Conferences are good, and we attend a lot of them. Our annual conference tour includes two NAR conventions, two Inman Connects, CMLS, two RESO conferences, T3, RISMedia, and a variety of franchise, state AOR, LeadingRE, The Realty Alliance, 1000Watt, Clareity, and large AOR or MLS events. Yup – that is a lot of travel. If you add up the flight costs, hotel costs, convention fees, etc., it's expensive, especially when you have multiple people attending.

I remember a conversation with the event manager at Trulia a few years ago before the Zillow deal. They were attending over 450 events a year at the time. Yikes! It's old school business development – belly to belly, burnin' shoe leather.

With the economic rebound, these conferences have become overwhelming. When you have thousands attending a conference, it gets out of control. Hotels are sold out, restaurants are impossible, service everywhere is stressed out. But most importantly, you can go to conferences without seeing or meeting many of the people that you want to see. It's a struggle, not fun.

I remember a few years ago when conference guru Brad Inman expanded ConnectSF to New York, London, and Miami.

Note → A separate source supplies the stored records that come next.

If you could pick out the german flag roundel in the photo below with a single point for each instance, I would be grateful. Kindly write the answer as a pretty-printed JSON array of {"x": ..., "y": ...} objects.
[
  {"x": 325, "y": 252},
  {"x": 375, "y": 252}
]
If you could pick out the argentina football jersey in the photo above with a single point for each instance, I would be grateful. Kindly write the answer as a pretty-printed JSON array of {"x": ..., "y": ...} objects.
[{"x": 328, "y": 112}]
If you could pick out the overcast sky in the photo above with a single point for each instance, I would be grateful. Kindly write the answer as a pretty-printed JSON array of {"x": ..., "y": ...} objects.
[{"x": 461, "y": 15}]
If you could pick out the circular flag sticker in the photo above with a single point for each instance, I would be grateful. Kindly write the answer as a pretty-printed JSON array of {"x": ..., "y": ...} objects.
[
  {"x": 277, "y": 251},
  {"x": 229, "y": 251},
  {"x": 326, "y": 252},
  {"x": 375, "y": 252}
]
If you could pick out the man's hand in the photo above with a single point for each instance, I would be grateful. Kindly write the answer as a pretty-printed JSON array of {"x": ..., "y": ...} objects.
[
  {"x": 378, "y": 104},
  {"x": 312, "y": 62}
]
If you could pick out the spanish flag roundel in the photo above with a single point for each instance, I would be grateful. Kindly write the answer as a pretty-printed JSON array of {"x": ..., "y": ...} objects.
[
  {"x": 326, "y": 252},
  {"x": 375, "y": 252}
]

New York stuck, Miami and London did not. I think that Inman must feel the same as I do regarding conferences. His conferences have always had tracks, but he is building micro events at his Connect conferences now. This year, he is launching the Indie Broker Summit – a meeting for independent brokerage firms that will examine how they can pursue success and excellence in the wake of franchise domination. Also, Inman is returning to his roots for CEO Summit by returning to the site in Sonoma where it all started.